The ostensible research objective was to explore the connection between punishment and learning: the shocks were ordered to be applied each time a task-error was made. In reality, researchers were interested in the extent to which subjects would obey orders. The recipients of the shocks were stooges, whose feigned screams of agony were frequently ignored by respondents, in their obedience to the researcher’s demand for more pain.

Today, nobody applies shocks, real or otherwise, to consumers in the search for truth; aside from anything else, the technology has moved on a bit. Today’s dark arts are practised with the aid of MRI scanners, facial EMG electrodes and, as next week’s MRS Retail Research Conference promises, ‘eye-tracking and video surveillance’ techniques. What hasn’t changed is the objective: to extract veracity from respondents deemed to be too unreliable to be taken at face value.

Still, as a marketer, what do you do if you sense that consumers have become savvy and disingenuous in their answers to traditional focus group probing? Well, you could join the arms race and patronise these neuroscience methodologies and their supposedly laser-accurate, though creepy, technologies.

Alternatively, you could venture to the opposite end of the spectrum, and invite respondents inside the research command tent. You could embrace co-operative inquiry.

This counter-intuitive methodology is well-known to academics but almost virgin territory for marketers. It challenges the most fundamental tenet of conventional qualitative research: the notion that some kind of ‘we’ studies some kind of ‘them’.

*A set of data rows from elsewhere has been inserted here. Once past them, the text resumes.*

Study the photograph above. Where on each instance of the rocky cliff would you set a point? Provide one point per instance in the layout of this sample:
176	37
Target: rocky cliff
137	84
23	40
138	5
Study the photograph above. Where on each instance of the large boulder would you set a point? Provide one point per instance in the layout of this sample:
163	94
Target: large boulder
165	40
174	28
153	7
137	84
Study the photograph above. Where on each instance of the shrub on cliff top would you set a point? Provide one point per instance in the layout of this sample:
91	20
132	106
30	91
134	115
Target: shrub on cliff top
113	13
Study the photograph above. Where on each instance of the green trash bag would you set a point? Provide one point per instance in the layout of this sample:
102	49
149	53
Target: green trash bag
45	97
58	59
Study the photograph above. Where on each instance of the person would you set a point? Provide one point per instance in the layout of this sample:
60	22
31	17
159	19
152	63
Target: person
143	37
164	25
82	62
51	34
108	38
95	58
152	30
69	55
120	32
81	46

Instead, the methodology closes the separation between researcher (traditionally the active agent) and respondents (traditionally the passive subjects). The result is ‘active subjects’, fully aware of the objectives of the research, and fully participating in the exploration of their own behaviour and the extrapolation of meaningful conclusions.

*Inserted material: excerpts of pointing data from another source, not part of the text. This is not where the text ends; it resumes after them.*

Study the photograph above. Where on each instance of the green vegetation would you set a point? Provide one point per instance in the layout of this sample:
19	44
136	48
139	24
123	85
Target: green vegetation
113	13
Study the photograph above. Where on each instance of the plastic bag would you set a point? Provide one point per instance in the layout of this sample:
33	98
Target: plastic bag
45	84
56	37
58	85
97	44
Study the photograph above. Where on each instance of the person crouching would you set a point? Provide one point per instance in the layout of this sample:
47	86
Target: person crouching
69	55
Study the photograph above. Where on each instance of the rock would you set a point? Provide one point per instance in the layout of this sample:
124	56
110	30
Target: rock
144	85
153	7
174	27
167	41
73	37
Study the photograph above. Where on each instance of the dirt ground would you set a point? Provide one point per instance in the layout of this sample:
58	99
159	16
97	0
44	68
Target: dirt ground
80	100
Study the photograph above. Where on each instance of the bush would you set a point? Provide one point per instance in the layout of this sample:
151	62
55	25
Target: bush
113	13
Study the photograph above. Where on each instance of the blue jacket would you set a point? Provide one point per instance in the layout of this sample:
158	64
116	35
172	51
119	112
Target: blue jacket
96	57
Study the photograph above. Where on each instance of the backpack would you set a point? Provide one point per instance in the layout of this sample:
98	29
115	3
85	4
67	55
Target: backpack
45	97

Co-operative inquiry breaks with the terminology, as well as the methods, of conventional research. Respondents are called ‘co-researchers’. Together they form an ‘inquiry group’.

I have worked with co-operative inquiry methods many times and have always been struck by two things: the sense of responsibility that people bring to the exercise when they feel part of the research team, and the penetrating glimpses into human behaviour that you achieve from the committed engagement of intelligent people with an objective they understand.

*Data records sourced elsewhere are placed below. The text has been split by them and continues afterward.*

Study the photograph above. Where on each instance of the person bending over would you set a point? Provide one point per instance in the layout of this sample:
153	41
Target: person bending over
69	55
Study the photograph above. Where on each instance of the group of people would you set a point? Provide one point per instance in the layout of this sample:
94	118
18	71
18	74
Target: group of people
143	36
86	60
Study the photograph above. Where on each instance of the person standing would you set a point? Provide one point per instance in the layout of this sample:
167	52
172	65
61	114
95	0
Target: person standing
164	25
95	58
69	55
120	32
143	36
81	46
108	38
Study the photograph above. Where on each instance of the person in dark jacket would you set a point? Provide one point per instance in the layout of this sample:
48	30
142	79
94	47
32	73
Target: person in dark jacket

Whether the results are as accurate as sticking a probe directly into someone’s brain is moot; perhaps they are not. Either way, though, absolute truth from qualitative research will remain an elusive goal. In the end, co-operative inquiry will appeal to marketers whose concern is not just efficacy, but ethics.

Consumers as lab rats

The techniques of wiring consumers to electrodes, close-eye tracking and galvanic skin response have taken off in recent years in the marketing quest to better meet ‘consumer needs’…

GMTV researched morning ad viewing

GMTV researched morning ad viewing

In the UK, Honda has used the techniques of neuroscience to research the emotions of buyers visiting car dealerships. Heart rate, respiration and muscle contraction were logged to help identify triggers of sale.

John Bunyard of the Newcomen Group claimed that, ‘in an ideal world, the (research) technology would be invisible and the subject barely conscious of wearing it.’

PayPal changed its communications emphasis from security to speed after conducting brain-wave research to find out what turns people on.

GMTV, in conjunction with Neurosense, used the technique of functional magnetic resonance imaging to establish that natural increases in cortisol in the morning result in greater absorption and memory of ads seen at this time – providing a neat argument to advertisers for greater investment.

Not everyone is a fan: Craig Bennett, a scientist at the University of California, Santa Barbara, found that the MRI-based signals of brain activity of a dead Atlantic salmon were similar to those that neuromarketers see when testing commercials on consumers.